Medicine has repeatedly learned that detecting more disease indicators in the general public does not automatically improve outcomes. Sometimes it simply creates earlier anxiety, unnecessary procedures, and additional cost without changing the final outcome.
Screening is tricky business and an MRI, monster compute capacity, and a mountain of venture capital will not magically overcome that reality. The more likely near-term path is narrower AI applications operating on enriched patient cohorts, creating high pre-diagnosis probability patient flow for diseases where we already have effective therapies and established care pathways.
A murmur with a certain acoustic profile detected by AI in a 65 year old has a reasonably good chance of identifying structural heart disease before that person becomes obviously symptomatic. That is a very different problem than asking a giant multimodal system to infer hundreds of possible diseases simultaneously from a sea of weak signals and incidental findings. In the first case, the AI is helping create a higher probability patient flow inside infrastructure that already exists today; intervention becomes easier for the patient, easier for the physician, and easier for the health system itself.

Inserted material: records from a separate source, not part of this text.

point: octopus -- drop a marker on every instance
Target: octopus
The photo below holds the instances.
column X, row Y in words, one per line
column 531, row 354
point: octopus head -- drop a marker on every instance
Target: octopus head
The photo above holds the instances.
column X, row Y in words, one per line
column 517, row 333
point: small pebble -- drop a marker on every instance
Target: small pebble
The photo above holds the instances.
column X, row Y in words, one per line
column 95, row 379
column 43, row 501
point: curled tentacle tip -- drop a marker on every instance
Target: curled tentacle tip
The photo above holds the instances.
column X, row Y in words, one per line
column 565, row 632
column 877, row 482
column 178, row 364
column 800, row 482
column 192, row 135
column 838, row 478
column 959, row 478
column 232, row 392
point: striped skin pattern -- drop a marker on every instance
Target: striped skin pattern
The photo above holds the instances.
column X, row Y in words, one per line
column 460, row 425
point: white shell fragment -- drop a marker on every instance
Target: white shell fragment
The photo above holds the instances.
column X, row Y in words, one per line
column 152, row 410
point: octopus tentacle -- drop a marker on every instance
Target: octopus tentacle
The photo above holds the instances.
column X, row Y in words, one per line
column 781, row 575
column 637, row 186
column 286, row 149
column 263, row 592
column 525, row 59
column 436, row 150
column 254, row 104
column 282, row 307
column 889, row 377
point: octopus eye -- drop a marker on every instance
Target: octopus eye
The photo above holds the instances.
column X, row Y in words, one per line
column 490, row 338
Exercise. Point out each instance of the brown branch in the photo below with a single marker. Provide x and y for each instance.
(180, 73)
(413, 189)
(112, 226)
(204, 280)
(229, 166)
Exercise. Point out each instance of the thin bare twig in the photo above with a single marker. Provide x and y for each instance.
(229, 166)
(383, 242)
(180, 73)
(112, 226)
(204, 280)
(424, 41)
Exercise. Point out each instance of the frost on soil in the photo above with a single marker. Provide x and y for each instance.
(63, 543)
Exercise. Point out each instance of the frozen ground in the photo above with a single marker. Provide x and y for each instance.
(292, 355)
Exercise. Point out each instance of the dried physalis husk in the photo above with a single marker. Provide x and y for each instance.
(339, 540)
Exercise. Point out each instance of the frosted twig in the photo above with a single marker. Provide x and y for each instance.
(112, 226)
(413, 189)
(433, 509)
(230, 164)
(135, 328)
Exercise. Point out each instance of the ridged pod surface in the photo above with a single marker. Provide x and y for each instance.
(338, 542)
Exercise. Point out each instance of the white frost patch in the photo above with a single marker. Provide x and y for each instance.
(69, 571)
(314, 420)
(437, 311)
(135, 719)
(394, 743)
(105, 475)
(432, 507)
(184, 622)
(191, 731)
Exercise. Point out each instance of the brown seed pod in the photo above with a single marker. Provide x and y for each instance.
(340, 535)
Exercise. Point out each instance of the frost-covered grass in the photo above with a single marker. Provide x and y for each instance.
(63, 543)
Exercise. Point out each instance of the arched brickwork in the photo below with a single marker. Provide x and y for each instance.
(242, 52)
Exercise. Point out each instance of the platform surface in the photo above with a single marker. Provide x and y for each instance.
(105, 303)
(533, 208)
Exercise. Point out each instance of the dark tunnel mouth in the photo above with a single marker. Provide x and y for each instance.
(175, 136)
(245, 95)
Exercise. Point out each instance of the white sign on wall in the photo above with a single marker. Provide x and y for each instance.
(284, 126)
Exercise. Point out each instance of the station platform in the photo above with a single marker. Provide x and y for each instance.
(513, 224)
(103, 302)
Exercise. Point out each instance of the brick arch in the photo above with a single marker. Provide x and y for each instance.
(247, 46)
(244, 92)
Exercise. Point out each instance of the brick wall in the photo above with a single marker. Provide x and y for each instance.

This is why many physicians remain cautious about broad untargeted scanning, not because they oppose AI or prevention, but because they understand how difficult it is to distinguish meaningful signal from biological noise at population scale.
None of this means the future is hopeless. AI will almost certainly improve interpretation of imaging and biomarkers, dramatically improve targeted screening pathways, and make longitudinal monitoring far more sophisticated. Risk stratification will improve and multimodal analysis will become clinically useful in specific domains; however, there is an important difference between “incrementally improving medicine” and “building a deterministic early disease oracle.” The latter is probably extraordinarily far away.
The deeper issue is philosophical as much as technical because modern culture increasingly treats uncertainty as a solvable engineering failure; if we just gather enough data, deploy enough sensors, and train sufficiently powerful models, ambiguity will disappear. Medicine keeps rediscovering the same lesson: more information is not always more truth.
Sometimes it is simply better illuminated noise.